Dogs’ sniffing skills may soon get a boost, thanks to a groundbreaking discovery by animal behavior experts in the United Kingdom.
Since detection dogs use their exceptional sense of smell to sniff out a wide variety of substances — including explosives, drugs, money, blood, or even certain diseases or medical conditions — the team wondered if a new training method could improve dogs’ success rates for such important work.
As the University of Lincoln explained, detection dogs are typically trained using a single-odor method, meaning the dogs are taught to detect one odor at a time, with new smells learned successively. Researchers from the university noted that while this method helps dogs become familiar with specific odors, it’s probably not ideal if multiple smells are present in the environment.
That’s why animal behavior experts recommended a different approach to training sniffer dogs, which entails an “intermixed” method where the dogs are exposed to multiple smells during training sessions, allowing them to get acquainted with various scents simultaneously.
“This novel training approach made dogs better able to alert to slightly different versions of their target odor, something that is really important in working dogs who will come across lots of variation to the targets whilst working,” Anna Wilkinson, professor of animal cognition at the University of Lincoln, said in the research summary.

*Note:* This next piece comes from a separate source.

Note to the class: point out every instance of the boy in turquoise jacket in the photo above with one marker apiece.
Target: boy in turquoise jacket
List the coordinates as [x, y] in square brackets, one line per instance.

In the study published in the Journal of Comparative Psychology, the team found that dogs in the intermixed group showed higher rates of olfactory generalization — where a detection dog demonstrates the same trained behavioral response to variations of a learned odor. For example, a dog trained to detect a specific disease marker might alert to other disease markers that share similar odor profiles.
That means the detection dogs from the intermixed group would perform better in a real-world situation than those trained using traditional methods. And that difference could be life-saving, depending on what the dogs are trying to find.
Organizations have started employing detection dogs to help save the environment from destructive invasive species such as spotted lanternflies, harmful mussel species, and even mice and rats that have upset Hawaiʻi’s delicate ecosystems.
Detection dogs have a crucial role to play in safeguarding people, animals, and the planet, and as the warming climate brings new challenges, it’s important that they have the proper training to tackle them.
“Canines are going to start to play a huge role in the conservation field just because of their amazing detection skills, especially when resources are limited, staff is limited and you have to search potentially thousands of acres or miles of shoreline,” Cory Gritzmacher, the director of operations at Wisconsin’s Mequon Nature Preserve, once told Wisconsin Life.